Within the prefecture-level city of Yichang, the Yangtze is joined by a number of tributaries, including the Qing River (right), Xiang Xi and Huangbo Rivers (left).

The central urban area of Yichang is split between several districts. On the north bank of the Yangtze, there are Xiling District (the central part of the city), Yiling District, and Wujiagang District, and Xiaoting District.
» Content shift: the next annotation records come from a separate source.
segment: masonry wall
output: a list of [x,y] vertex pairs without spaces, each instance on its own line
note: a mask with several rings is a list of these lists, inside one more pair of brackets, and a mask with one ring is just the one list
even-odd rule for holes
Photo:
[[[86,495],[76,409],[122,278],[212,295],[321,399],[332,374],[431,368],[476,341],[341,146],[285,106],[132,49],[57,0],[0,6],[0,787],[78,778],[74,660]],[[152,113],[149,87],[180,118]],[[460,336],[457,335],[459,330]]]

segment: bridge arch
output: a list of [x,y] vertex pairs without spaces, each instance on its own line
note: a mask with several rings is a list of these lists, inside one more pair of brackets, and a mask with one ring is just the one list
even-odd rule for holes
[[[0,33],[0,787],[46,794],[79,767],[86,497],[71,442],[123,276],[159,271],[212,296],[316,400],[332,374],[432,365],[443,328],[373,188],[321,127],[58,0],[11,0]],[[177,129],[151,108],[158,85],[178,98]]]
The urban area on the opposite (south) bank of the river is Dianjun District. All these districts, except the central Xiling District, also include a fair amount of suburban/rural area outside of the urban zone.

===Climate===
Yichang has a four-season, monsoon-influenced, humid subtropical climate (Köppen Cwa), with cool, damp and generally overcast winters, and hot, humid summers. The monthly 24-hour average temperature ranges from 5.0 °C in January to 27.7 °C in July, while the annual mean is 17.08 °C. Close to 70% of the annual precipitation of 1160 mm occurs from May to September. With monthly percent possible sunshine ranging from 24% in January to 49% in August, the city receives 1,568 hours of bright sunshine annually, and summer is the sunniest season.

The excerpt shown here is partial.